Pour bénéficier de cette procédure, 5 conditions cumulatives doivent être respectées :
- effectuer une demande expresse de régularisation dans les délais prévus, qui diffèrent selon le type de contrôle ;
- avoir souscrit dans les délais la déclaration faisant l’objet de la correction ;
- demander à corriger des erreurs, omissions ou insuffisances commises de bonne foi, c’est-à-dire de manière non intentionnelle ;
- déposer une déclaration complémentaire de régularisation dans les délais prévus ;
- s’acquitter, dans les délais prévus, de l’intégralité des droits supplémentaires et des intérêts de retard au taux réduit, ou demander à bénéficier d’un plan de règlement.
Il est nécessaire de manifester sa volonté de bénéficier de cette régularisation et de s’engager à procéder aux corrections nécessaires dans un délai de 30 jours.
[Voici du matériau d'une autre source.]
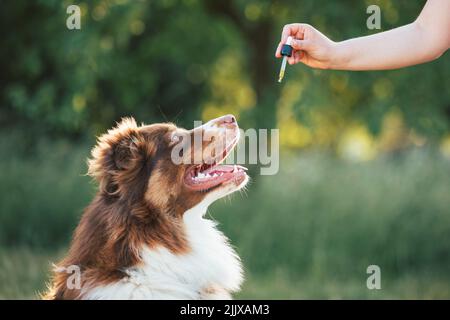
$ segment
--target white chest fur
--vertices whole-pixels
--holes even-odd
[[[203,218],[206,206],[184,215],[191,250],[175,255],[164,247],[143,248],[143,264],[128,278],[86,290],[87,299],[227,299],[243,281],[239,257],[216,223]]]

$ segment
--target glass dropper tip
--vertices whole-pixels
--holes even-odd
[[[281,82],[281,80],[283,80],[283,78],[284,78],[284,71],[286,70],[286,61],[287,61],[287,57],[284,56],[283,62],[281,63],[280,75],[278,76],[278,82]]]

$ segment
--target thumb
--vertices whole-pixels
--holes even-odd
[[[309,50],[311,49],[311,42],[309,40],[293,39],[291,42],[291,46],[295,50]]]

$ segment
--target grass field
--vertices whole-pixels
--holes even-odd
[[[88,148],[42,150],[0,159],[3,299],[37,297],[92,196]],[[278,175],[210,208],[246,268],[237,298],[450,298],[449,172],[430,150],[365,163],[286,156]],[[366,287],[371,264],[381,290]]]
[[[0,251],[0,299],[38,299],[45,290],[51,262],[62,250],[45,252],[16,248]],[[366,288],[365,274],[350,281],[313,277],[277,269],[266,276],[247,274],[237,299],[448,299],[448,280],[440,275],[405,274],[382,278],[381,290]]]

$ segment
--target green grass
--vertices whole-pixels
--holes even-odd
[[[45,290],[51,263],[64,252],[29,248],[0,250],[0,299],[38,299]],[[382,278],[381,290],[368,290],[365,279],[292,276],[277,269],[266,276],[247,275],[237,299],[448,299],[448,280],[440,275],[400,275]],[[359,281],[358,281],[359,280]]]
[[[0,249],[0,299],[38,298],[57,256],[38,249]]]
[[[0,157],[0,298],[36,297],[92,197],[88,147],[37,150]],[[209,210],[246,268],[237,297],[450,298],[449,172],[430,150],[367,163],[284,155],[278,175]],[[371,264],[381,290],[366,288]]]
[[[236,299],[448,299],[448,283],[439,277],[401,275],[383,279],[380,290],[369,290],[365,279],[290,277],[279,270],[266,277],[249,277]],[[357,278],[357,277],[356,277]]]
[[[7,140],[4,140],[7,141]],[[89,148],[64,141],[18,152],[0,145],[0,245],[61,247],[69,241],[93,184],[85,176]]]

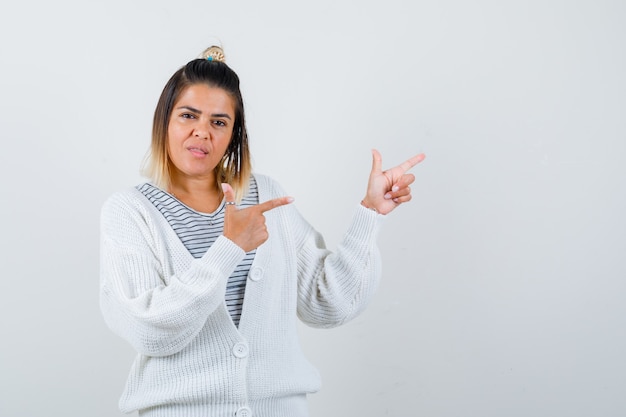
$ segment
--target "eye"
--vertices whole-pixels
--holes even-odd
[[[196,118],[196,116],[191,113],[183,113],[180,115],[180,117],[182,117],[183,119],[195,119]]]
[[[223,120],[214,120],[213,124],[220,127],[226,126],[226,122],[224,122]]]

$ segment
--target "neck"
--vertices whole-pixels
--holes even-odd
[[[194,210],[211,213],[222,202],[221,188],[210,178],[171,178],[169,193]]]

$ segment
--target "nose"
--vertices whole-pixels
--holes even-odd
[[[193,135],[199,139],[208,139],[209,138],[209,124],[198,121],[198,124],[196,124],[193,130]]]
[[[209,130],[203,126],[197,126],[193,131],[193,135],[198,139],[207,139],[209,137]]]

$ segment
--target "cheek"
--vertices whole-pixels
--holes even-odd
[[[184,141],[181,129],[177,129],[176,127],[170,126],[170,128],[167,129],[166,140],[167,140],[167,148],[170,150],[176,150],[176,148],[179,147]]]
[[[233,129],[231,129],[230,132],[224,135],[224,143],[226,144],[227,148],[228,148],[228,145],[230,145],[230,142],[232,141],[233,141]]]
[[[168,135],[165,150],[167,151],[168,159],[176,159],[176,155],[180,152],[176,146],[176,140],[171,140],[170,138],[172,138],[172,136]]]

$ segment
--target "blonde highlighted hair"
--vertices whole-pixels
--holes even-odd
[[[152,122],[152,142],[142,172],[154,185],[168,190],[172,161],[167,152],[167,130],[174,104],[189,86],[205,84],[217,87],[231,96],[235,104],[233,136],[221,162],[215,168],[217,189],[225,182],[235,191],[237,202],[248,191],[252,163],[248,146],[243,98],[239,77],[225,62],[215,59],[194,59],[172,75],[159,97]]]

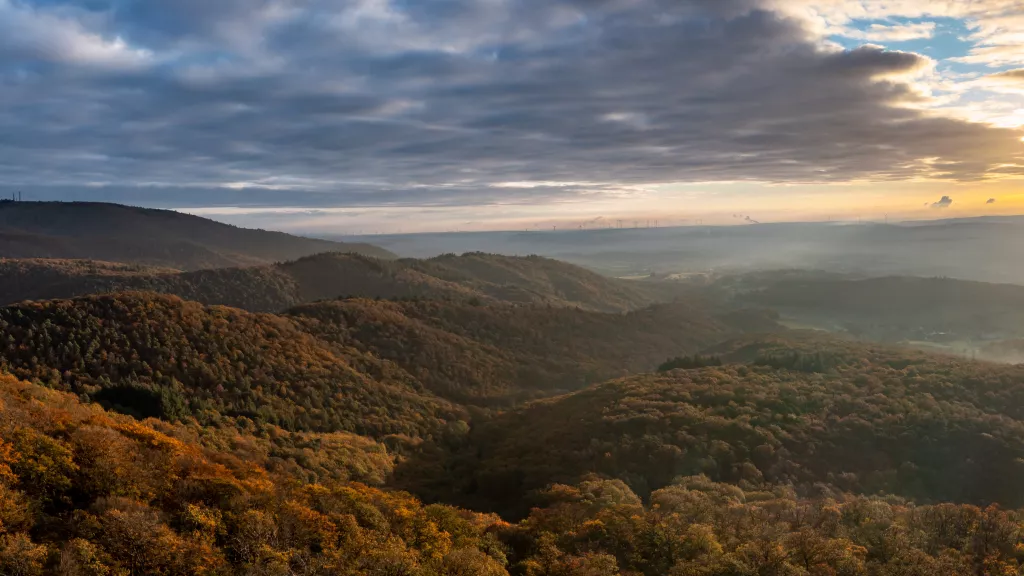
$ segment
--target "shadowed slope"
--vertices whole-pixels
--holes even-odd
[[[238,228],[170,210],[96,202],[0,203],[0,256],[10,258],[110,260],[197,270],[327,251],[394,257],[369,244]]]

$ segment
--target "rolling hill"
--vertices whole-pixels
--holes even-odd
[[[591,475],[1024,505],[1024,367],[830,340],[744,338],[724,366],[597,384],[481,422],[400,467],[428,499],[511,516]],[[751,358],[739,362],[736,358]]]
[[[1019,571],[1024,367],[464,274],[281,314],[0,308],[0,371],[31,381],[0,375],[0,573]],[[722,365],[638,374],[697,352]]]
[[[287,314],[307,331],[401,366],[444,398],[502,406],[651,370],[742,333],[682,304],[627,314],[546,305],[338,300]]]
[[[244,416],[287,430],[428,436],[461,408],[296,322],[122,293],[0,309],[10,373],[137,416]]]
[[[294,278],[274,265],[181,272],[95,260],[0,258],[0,302],[74,298],[148,291],[254,312],[276,312],[300,302]]]
[[[671,300],[678,292],[546,258],[478,253],[430,260],[325,253],[188,272],[87,260],[0,259],[0,277],[5,279],[0,303],[145,290],[252,312],[280,312],[338,297],[505,301],[624,312]]]
[[[0,573],[952,576],[1020,568],[1020,512],[997,506],[915,505],[825,487],[799,495],[707,476],[675,478],[641,499],[621,480],[590,477],[547,486],[512,524],[273,467],[280,458],[238,448],[259,445],[258,430],[223,446],[197,441],[193,430],[0,375]]]
[[[268,264],[330,251],[394,257],[369,244],[238,228],[170,210],[94,202],[0,203],[0,257],[198,270]]]
[[[649,370],[742,330],[629,314],[350,299],[284,315],[128,292],[0,308],[0,369],[140,416],[428,437],[500,406]]]
[[[0,260],[0,299],[20,301],[0,307],[0,574],[1024,561],[1024,366],[748,307],[999,330],[1015,287],[687,286],[480,253],[176,268]]]
[[[738,287],[744,303],[827,319],[879,338],[1024,335],[1024,286],[1015,284],[906,276],[861,279],[793,271],[751,274],[718,286]]]

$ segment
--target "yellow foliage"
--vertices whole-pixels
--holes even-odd
[[[338,539],[330,519],[295,500],[285,502],[277,515],[281,539],[291,548],[326,550]]]
[[[13,447],[11,470],[26,491],[54,499],[71,488],[78,466],[64,442],[24,426],[16,426],[6,434]]]
[[[172,454],[181,454],[186,451],[185,445],[175,438],[157,432],[142,422],[131,419],[121,419],[115,424],[115,429],[137,442],[141,442],[150,448],[155,448]]]
[[[405,539],[418,548],[420,553],[429,560],[440,560],[452,549],[451,534],[440,530],[437,524],[422,516],[416,518],[412,534]]]
[[[2,406],[0,406],[2,410]],[[17,478],[11,471],[11,463],[14,462],[14,447],[0,438],[0,484],[12,484]]]
[[[0,535],[0,574],[42,576],[49,549],[26,534]]]
[[[64,544],[57,561],[57,573],[64,576],[109,576],[112,570],[102,559],[96,544],[73,538]]]
[[[0,484],[0,534],[27,529],[31,525],[28,499],[22,492]]]
[[[182,527],[194,538],[212,542],[221,529],[223,515],[220,510],[199,504],[186,504],[181,513]]]

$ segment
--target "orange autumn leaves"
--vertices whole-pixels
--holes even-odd
[[[504,573],[496,543],[481,551],[496,518],[302,484],[9,377],[0,402],[0,573]]]
[[[521,522],[267,471],[0,377],[0,574],[1015,574],[1024,517],[681,477],[642,501],[588,477]],[[167,427],[161,424],[161,427]]]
Peu importe, dans ce cadre, que la demande porte sur des erreurs, des inexactitudes, des omissions ou des insuffisances relevées par le vérificateur et portées à la connaissance du contribuable lors du contrôle ou révélées spontanément par le contribuable lui-même durant ce contrôle.
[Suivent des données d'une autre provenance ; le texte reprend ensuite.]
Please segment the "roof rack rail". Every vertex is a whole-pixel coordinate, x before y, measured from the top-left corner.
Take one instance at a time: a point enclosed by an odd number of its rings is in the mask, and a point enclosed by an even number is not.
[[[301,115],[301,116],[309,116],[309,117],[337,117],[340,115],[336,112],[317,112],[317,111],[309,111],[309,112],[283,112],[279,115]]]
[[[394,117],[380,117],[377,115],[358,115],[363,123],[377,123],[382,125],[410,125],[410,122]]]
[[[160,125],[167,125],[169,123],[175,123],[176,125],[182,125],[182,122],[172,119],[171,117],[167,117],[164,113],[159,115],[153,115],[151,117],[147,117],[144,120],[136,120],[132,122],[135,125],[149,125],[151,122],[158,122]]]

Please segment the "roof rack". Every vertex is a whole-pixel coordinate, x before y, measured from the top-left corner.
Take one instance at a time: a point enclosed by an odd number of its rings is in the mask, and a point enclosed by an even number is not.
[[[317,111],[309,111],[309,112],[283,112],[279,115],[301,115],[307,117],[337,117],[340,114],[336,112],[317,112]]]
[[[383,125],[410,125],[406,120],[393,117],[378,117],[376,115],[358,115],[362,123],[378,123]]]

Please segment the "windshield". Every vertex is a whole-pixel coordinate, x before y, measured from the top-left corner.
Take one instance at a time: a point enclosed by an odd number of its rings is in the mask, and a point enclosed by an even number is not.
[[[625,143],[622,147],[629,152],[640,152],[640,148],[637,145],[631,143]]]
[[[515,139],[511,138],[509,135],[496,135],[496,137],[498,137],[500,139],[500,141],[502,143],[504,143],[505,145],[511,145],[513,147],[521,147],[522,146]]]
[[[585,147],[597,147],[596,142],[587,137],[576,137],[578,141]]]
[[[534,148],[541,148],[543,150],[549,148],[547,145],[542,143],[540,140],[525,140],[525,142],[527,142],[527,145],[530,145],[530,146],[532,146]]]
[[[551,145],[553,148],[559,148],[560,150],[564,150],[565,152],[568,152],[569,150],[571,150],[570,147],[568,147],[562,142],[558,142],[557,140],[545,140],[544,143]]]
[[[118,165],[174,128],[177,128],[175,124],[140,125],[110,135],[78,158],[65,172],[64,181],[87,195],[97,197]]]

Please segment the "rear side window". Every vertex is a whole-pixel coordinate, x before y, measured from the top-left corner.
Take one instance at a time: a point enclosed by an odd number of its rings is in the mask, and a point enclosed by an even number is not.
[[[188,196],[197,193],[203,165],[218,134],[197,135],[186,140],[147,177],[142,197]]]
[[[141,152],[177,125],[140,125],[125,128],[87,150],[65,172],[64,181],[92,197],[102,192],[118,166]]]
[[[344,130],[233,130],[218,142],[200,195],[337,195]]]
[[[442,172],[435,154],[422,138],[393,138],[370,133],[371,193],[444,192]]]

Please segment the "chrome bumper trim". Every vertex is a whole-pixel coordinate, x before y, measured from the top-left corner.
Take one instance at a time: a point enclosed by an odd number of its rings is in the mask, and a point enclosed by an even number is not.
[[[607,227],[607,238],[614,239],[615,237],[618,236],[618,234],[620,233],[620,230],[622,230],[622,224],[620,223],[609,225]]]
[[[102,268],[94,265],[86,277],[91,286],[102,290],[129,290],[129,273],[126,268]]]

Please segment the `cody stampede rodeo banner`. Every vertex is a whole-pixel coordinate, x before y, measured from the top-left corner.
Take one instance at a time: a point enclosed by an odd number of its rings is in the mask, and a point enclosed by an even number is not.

La demande de régularisation doit être formulée par écrit, datée et signée puis adressée au service en charge du contrôle. Notez qu’elle peut concerner plusieurs déclarations, dès lors qu’elles sont visées par le contrôle et qu’elles ont été souscrites dans les délais,
Le contribuable doit de préférence utiliser l’imprimé n° 3964 qui vient d’être aménagé par l’administration par souci de simplification et qui se décline désormais en 3 versions :
- l’imprimé n° 3964-CFE-P lorsque le contribuable est amené à rencontrer le vérificateur dans le cadre d’une vérification de comptabilité, d’un ESFP ou d’un examen de comptabilité et que la demande de régularisation est remise en main propre ;
- l’imprimé n° 3964-CFE-D lorsque la procédure de régularisation est mise en œuvre à distance ;
- l’imprimé n° 3964-CSP pour un contrôle sur pièces.
Lorsque la procédure de régularisation est mise en œuvre à distance, l’administration fait parvenir le formulaire par voie électronique via une plateforme d’échange sécurisée (ou par courrier), que le destinataire est invité à imprimer, à compléter, à signer et à renvoyer, sous format scanné, par courriel ou via la plateforme d’échange sécurisée (ou, à défaut de pouvoir numériser, par courrier postal).